The next morning I found Zach downstairs with Kara in an immaculate kitchen. Counters were made of black granite, and the appliances were stainless steel. The cupboards were constructed from redwood and stained appropriately. The floors were marble. Some of the prints on the walls I suspected weren’t really prints. Everything was as clean as if a horde of cleaners had just finished and vanished out the service entrance. I said, “Wow. Are we eating caviar for breakfast?”
Kara grinned. She was cutting vegetables from Gigi’s garden on a butcher block table. She flashed a kitchen knife that looked just as expensive as the rest of the house. “If you want,” she answered seriously and motioned at the pantry door, “They have Beluga and American. I looked.”
“Yuck,” I said. “Have you ever tried caviar? It’s disgusting.”
Kara shook her head sadly. “It’s an acquired taste, kiddo.”
“I could catch some fish,” Zach offered. “The previous owner had a fishing hobby and is pretty well outfitted. The beach is just down the hill and a set of stairs.”
I smiled. Fish sounded about as appealing as caviar. What I really wanted were Chili Cheese Tots from a Sonic Drive-In. “Maybe we should put more room between us and…him, before we linger in one place,” I said carefully.
Zach nodded thoughtfully. He’d changed into another t-shirt and jeans. These fit him a little better, and he’d found some hiking boots that were about his size. All of them were on the higher end of expensive, and I had to resist the urge to tease him. But for all I knew, he was used to high-end items. I did know, however, I wasn’t used to teasing someone like him.

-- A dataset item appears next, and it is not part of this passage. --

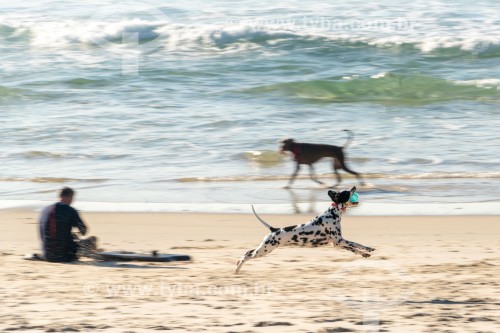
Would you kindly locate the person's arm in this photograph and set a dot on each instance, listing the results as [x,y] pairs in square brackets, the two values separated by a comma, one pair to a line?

So we got ready for another round of them working and me riding. But before that, Kara circumspectively put the two small jars of caviar into her backpack. Who knew when we would run into caviar again? Seriously though, yuck, caviar.
The house was located up a narrow but well-kept road that intersected the coastal highway. Zach spent a little time making sure everything was clear. After we were moving, it took us about an hour to reach Gold Beach. Crossing the bridge over the Rogue River, I called for Zach to stop and pointed out toward the mouth of the river.
Zach slowed to a stop and stared out to sea. “There’s a good one for your notebook,” he said gravely after a lengthy pause.
I agreed silently. Kara stopped a few feet further up and nearly dropped her bike on its side. “Is that…” she started to say. “Is that…what the heyhey is it?”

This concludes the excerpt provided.